The role of ventilation and filtration
Ventilation and filtration are key components of the Victorian school reopening plan. These protections are so important because the delta variant spreads through airborne transmission. Microscopic virus-laden particles can float through the air over several metres and accumulate in poorly-ventilated spaces. Maximising natural ventilation through opening windows and doors, to bring as much outdoor air in as possible, is crucial.
But where Victoria has really gone above and beyond is in the provision of 51,000 air purifiers with high efficiency particulate air (HEPA) filters. These HEPA filters are capable of removing 99.9% of human-generated SARS-CoV-2 virus particles from the air. They are used more commonly in high risk settings such as medical wards and MIQ facilities and in schools overseas. There is some cost to purchasing these units, but this cost needs to be balanced against the social and economic impact of rolling school outbreaks and school closures. Victoria has made the calculation.

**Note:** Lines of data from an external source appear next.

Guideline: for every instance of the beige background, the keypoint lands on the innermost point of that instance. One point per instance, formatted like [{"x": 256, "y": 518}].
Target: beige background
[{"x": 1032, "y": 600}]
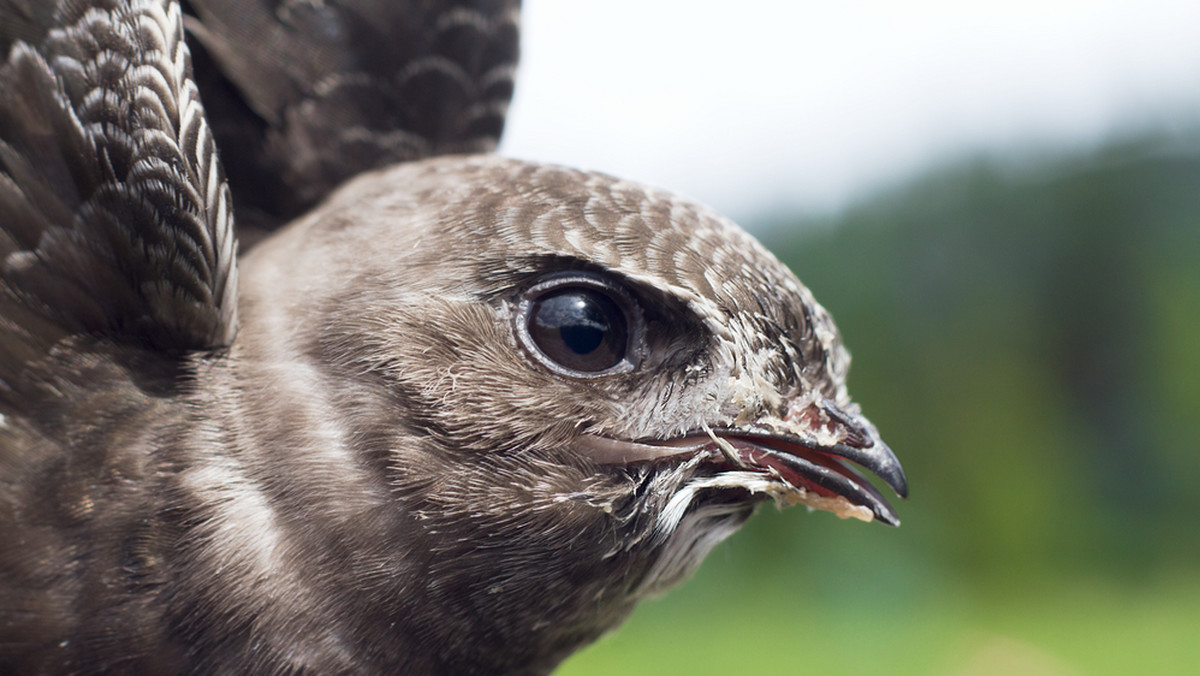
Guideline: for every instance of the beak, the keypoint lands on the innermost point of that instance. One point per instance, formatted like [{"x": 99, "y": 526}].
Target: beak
[
  {"x": 813, "y": 454},
  {"x": 823, "y": 471}
]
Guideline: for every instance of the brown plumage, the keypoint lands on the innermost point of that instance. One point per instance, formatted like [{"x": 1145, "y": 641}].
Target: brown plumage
[{"x": 460, "y": 418}]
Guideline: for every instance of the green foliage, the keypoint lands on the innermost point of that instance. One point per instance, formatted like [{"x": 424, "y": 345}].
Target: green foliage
[{"x": 1026, "y": 335}]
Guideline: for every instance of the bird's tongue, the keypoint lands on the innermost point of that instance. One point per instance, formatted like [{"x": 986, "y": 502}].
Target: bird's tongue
[
  {"x": 807, "y": 491},
  {"x": 816, "y": 477}
]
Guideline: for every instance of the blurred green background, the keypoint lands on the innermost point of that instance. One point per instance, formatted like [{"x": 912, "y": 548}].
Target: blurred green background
[{"x": 1026, "y": 335}]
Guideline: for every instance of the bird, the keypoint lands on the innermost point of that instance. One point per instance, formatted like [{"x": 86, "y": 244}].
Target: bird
[{"x": 439, "y": 411}]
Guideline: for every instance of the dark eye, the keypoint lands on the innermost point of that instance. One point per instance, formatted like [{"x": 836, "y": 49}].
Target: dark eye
[{"x": 580, "y": 325}]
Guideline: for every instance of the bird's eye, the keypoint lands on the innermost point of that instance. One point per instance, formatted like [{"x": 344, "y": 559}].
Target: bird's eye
[{"x": 580, "y": 325}]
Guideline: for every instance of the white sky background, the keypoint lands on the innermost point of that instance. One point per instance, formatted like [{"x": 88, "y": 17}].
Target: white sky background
[{"x": 753, "y": 106}]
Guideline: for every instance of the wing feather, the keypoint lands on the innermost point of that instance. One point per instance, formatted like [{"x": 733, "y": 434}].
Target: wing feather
[{"x": 114, "y": 209}]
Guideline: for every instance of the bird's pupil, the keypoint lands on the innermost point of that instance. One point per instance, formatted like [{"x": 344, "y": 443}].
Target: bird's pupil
[{"x": 581, "y": 329}]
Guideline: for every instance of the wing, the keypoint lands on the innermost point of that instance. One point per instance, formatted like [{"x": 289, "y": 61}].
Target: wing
[
  {"x": 304, "y": 95},
  {"x": 114, "y": 213}
]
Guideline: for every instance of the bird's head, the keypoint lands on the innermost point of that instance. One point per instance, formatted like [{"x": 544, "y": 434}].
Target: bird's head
[{"x": 579, "y": 371}]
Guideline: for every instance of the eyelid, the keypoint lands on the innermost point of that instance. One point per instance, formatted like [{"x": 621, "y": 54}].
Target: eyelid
[{"x": 635, "y": 319}]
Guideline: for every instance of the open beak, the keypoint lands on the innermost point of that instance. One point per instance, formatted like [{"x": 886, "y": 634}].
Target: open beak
[{"x": 813, "y": 455}]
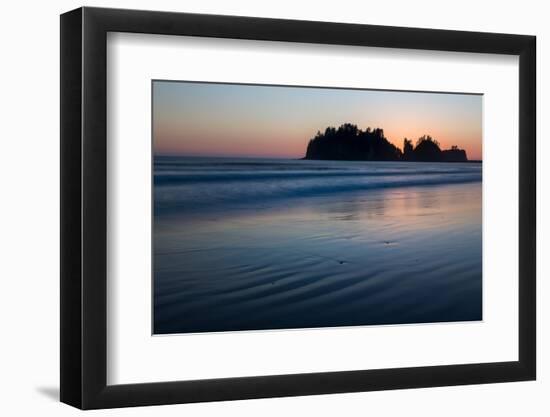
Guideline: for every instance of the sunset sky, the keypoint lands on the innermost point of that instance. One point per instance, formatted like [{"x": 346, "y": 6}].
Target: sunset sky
[{"x": 208, "y": 119}]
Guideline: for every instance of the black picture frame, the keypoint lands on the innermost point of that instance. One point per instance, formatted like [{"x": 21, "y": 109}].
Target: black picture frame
[{"x": 84, "y": 207}]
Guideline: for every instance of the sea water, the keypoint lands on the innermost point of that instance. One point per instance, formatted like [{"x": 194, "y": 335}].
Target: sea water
[{"x": 257, "y": 244}]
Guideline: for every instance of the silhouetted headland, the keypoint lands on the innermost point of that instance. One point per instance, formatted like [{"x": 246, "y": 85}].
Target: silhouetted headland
[{"x": 349, "y": 143}]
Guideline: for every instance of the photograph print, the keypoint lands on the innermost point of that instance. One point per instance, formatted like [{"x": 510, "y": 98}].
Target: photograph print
[{"x": 293, "y": 207}]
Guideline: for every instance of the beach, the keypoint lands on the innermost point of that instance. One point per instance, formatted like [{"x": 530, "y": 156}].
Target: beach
[{"x": 259, "y": 244}]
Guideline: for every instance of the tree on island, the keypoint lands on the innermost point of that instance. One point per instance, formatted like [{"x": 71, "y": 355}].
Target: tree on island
[{"x": 349, "y": 143}]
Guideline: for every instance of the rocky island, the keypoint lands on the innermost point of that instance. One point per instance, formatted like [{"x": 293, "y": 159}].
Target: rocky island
[{"x": 349, "y": 143}]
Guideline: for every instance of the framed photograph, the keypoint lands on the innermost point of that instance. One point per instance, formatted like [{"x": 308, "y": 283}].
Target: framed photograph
[{"x": 258, "y": 208}]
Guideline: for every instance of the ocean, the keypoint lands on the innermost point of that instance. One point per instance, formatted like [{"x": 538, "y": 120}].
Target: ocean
[{"x": 259, "y": 244}]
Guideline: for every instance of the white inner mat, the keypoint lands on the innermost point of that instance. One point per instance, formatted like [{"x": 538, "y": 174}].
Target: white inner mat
[{"x": 135, "y": 356}]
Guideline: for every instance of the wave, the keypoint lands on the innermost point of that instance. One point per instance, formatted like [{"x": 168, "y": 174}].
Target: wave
[{"x": 171, "y": 178}]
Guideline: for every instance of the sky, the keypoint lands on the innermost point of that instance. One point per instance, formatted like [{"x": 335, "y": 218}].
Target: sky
[{"x": 236, "y": 120}]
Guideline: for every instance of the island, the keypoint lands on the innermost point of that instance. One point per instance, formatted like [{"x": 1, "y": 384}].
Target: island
[{"x": 349, "y": 143}]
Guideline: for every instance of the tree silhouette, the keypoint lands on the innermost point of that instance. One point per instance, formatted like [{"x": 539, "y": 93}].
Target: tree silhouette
[{"x": 349, "y": 143}]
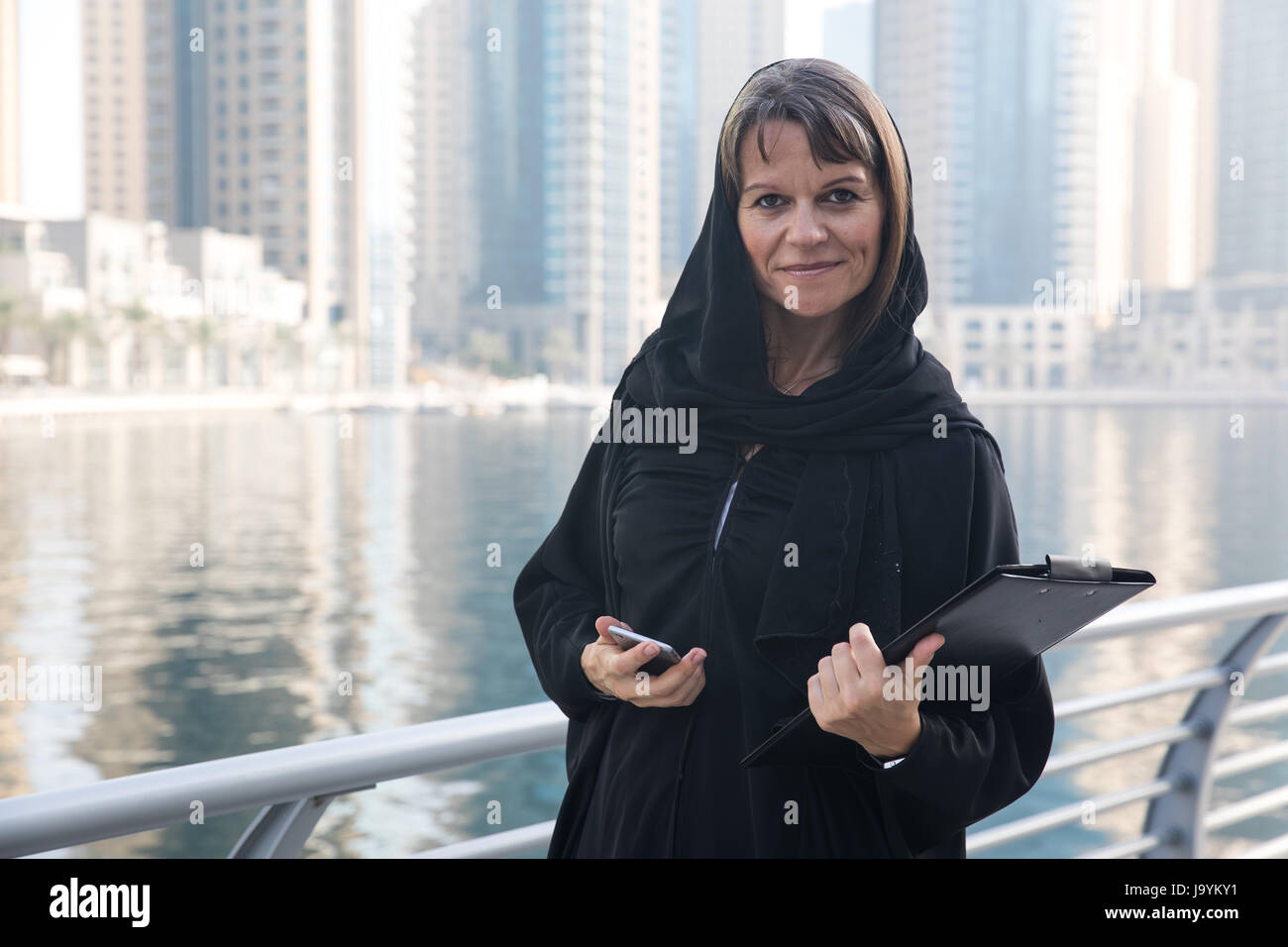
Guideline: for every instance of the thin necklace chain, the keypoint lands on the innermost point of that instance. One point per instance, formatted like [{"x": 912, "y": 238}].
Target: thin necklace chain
[{"x": 810, "y": 377}]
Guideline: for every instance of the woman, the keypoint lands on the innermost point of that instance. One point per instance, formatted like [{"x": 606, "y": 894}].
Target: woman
[{"x": 838, "y": 491}]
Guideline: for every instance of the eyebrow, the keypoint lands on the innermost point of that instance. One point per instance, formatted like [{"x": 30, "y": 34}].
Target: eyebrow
[{"x": 831, "y": 183}]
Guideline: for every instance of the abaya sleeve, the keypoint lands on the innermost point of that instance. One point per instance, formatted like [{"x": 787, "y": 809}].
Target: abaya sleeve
[
  {"x": 559, "y": 594},
  {"x": 967, "y": 764}
]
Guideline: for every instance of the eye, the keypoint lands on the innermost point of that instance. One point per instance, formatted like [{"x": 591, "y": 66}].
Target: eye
[{"x": 850, "y": 198}]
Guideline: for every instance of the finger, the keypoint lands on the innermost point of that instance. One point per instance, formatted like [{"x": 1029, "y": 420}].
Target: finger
[
  {"x": 926, "y": 648},
  {"x": 846, "y": 672},
  {"x": 632, "y": 659},
  {"x": 601, "y": 624},
  {"x": 815, "y": 697},
  {"x": 677, "y": 677},
  {"x": 828, "y": 685},
  {"x": 867, "y": 655},
  {"x": 677, "y": 690}
]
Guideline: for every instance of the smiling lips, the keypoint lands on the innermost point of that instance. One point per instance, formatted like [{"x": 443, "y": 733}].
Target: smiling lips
[{"x": 811, "y": 269}]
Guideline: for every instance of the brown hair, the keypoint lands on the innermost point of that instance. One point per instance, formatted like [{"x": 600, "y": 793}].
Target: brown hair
[{"x": 844, "y": 121}]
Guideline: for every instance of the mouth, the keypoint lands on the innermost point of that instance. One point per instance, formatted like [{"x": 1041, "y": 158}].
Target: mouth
[{"x": 811, "y": 269}]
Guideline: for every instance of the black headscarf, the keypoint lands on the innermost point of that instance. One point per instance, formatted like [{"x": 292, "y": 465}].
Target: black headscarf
[{"x": 709, "y": 354}]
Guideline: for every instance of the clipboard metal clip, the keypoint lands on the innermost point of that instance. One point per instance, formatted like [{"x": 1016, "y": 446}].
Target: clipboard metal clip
[{"x": 1072, "y": 569}]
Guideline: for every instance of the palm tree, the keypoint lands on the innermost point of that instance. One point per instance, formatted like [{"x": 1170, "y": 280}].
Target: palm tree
[{"x": 56, "y": 334}]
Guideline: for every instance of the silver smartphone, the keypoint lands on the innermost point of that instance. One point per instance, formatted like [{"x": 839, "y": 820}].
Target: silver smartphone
[{"x": 665, "y": 659}]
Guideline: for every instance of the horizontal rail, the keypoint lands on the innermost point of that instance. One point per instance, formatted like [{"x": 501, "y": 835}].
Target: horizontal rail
[
  {"x": 54, "y": 819},
  {"x": 129, "y": 804},
  {"x": 1122, "y": 849},
  {"x": 1065, "y": 814},
  {"x": 1194, "y": 608},
  {"x": 511, "y": 841}
]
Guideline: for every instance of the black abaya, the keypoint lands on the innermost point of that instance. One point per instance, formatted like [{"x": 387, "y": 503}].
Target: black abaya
[{"x": 876, "y": 496}]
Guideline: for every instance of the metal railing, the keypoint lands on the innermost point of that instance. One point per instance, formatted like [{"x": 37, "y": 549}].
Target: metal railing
[{"x": 294, "y": 785}]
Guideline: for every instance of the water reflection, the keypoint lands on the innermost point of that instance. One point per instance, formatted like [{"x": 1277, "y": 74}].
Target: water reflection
[{"x": 258, "y": 579}]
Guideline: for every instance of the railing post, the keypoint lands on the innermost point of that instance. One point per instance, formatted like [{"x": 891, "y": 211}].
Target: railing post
[
  {"x": 1179, "y": 817},
  {"x": 281, "y": 830}
]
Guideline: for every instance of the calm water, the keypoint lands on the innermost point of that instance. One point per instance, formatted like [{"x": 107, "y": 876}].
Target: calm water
[{"x": 369, "y": 556}]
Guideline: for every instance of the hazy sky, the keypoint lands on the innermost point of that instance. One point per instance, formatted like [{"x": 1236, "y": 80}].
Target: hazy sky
[{"x": 50, "y": 84}]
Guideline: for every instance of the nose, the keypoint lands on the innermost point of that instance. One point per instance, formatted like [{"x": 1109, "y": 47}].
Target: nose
[{"x": 805, "y": 226}]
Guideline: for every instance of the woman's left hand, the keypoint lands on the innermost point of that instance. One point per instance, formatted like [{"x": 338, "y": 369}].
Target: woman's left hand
[{"x": 846, "y": 696}]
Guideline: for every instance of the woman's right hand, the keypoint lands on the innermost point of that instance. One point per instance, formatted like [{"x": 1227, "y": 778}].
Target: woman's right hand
[{"x": 613, "y": 671}]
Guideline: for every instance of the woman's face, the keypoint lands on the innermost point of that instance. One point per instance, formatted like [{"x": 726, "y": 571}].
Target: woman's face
[{"x": 795, "y": 214}]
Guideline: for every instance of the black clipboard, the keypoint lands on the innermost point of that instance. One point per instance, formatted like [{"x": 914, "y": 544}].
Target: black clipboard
[{"x": 1004, "y": 620}]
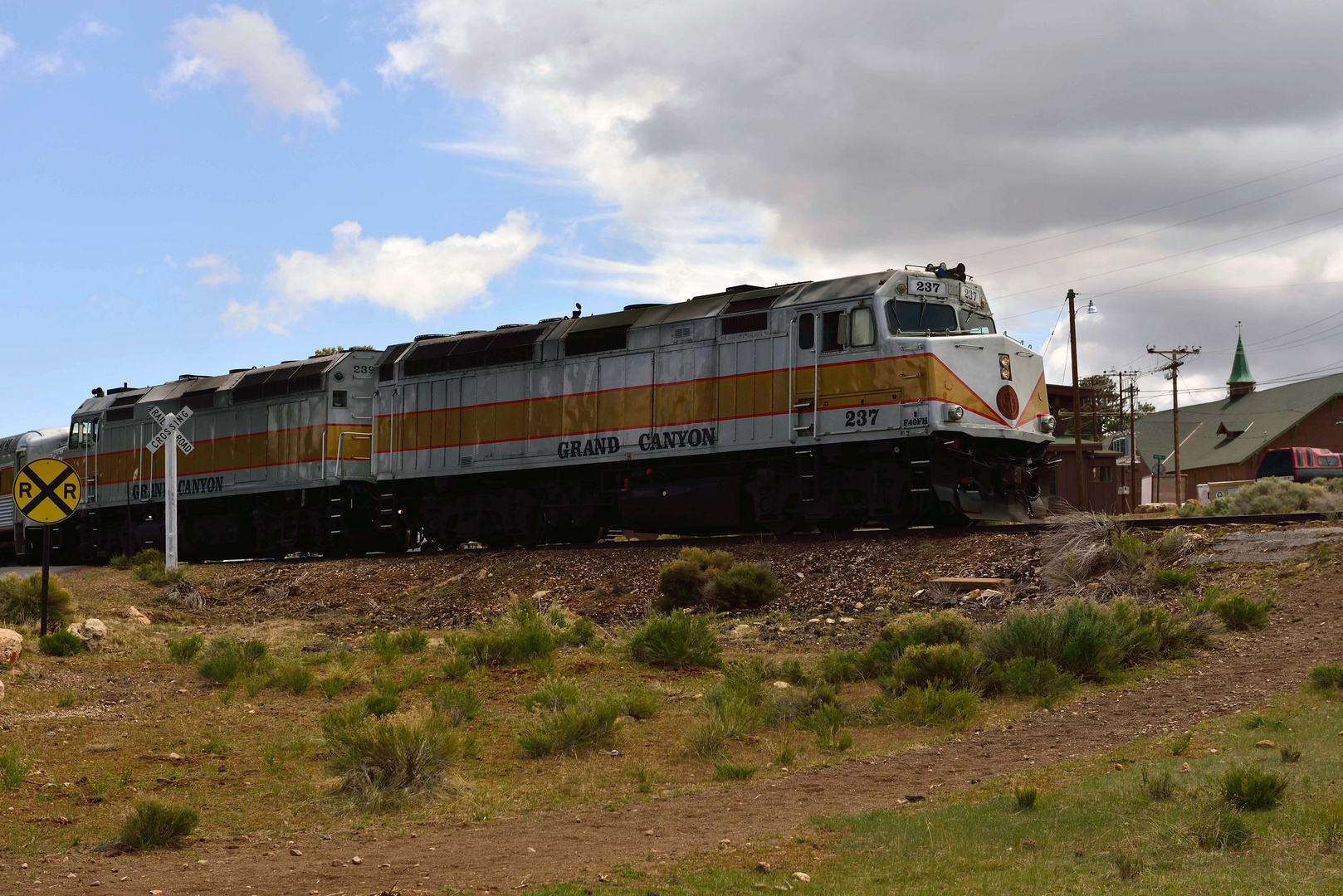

Not all New Zealand schools were built with ventilation in mind, and some classrooms will be harder to ventilate naturally than others. We don’t have a great track record on ventilation in schools. The Victorian plan includes ventilation audits and the use of CO2 monitors. Portable CO2 monitors are an inexpensive tool that can be used to identify which classrooms are harder to ventilate. Audits may inform room occupancy plans, and where to put air purifiers.
A government initiative that provides all schools with air purifiers and CO2 monitors for auditing would likely be very popular with schools and parents. If we leave the provision of such portable air cleaners to schools themselves, what do we expect to happen? Private and well-resourced schools will purchase these protections themselves, while less resourced schools, arguably at higher risk of outbreaks, will be left behind.
Getting more serious about ventilation and clean air is the way forwards now that delta has taken root. Not only does better ventilation and cleaner air protect children from Covid-19, air purifiers are also able to clean out Staphylococcus, Streptococcus, and other viruses from the air. They would also be helpful in the event of severe Australian or New Zealand bushfires.
In New Zealand, we are not far from being able to achieve a gold standard school reopening plan like Victoria. Schools are putting in an incredible effort to plan for this. Their efforts can be maximised by the government taking school reopening plans to the next level.
The government can front-foot clean air initiatives for schools, just as it has been bold on vaccine mandates. This would be a win-win for child health and education. A gold standard school reopening plan, that includes resources for cleaner air, and vaccination on-site, would give the public confidence that the government is committed to doing its very best for children’s health and to keeping schools open as much as possible in the pandemic.
Dr Jin Russell is a developmental paediatrician in Auckland, and a PhD student in life-course epidemiology at the University of Auckland. She is a former member of the NZ Policy and Advocacy Committee and College Council of The Royal Australasian College of Physicians.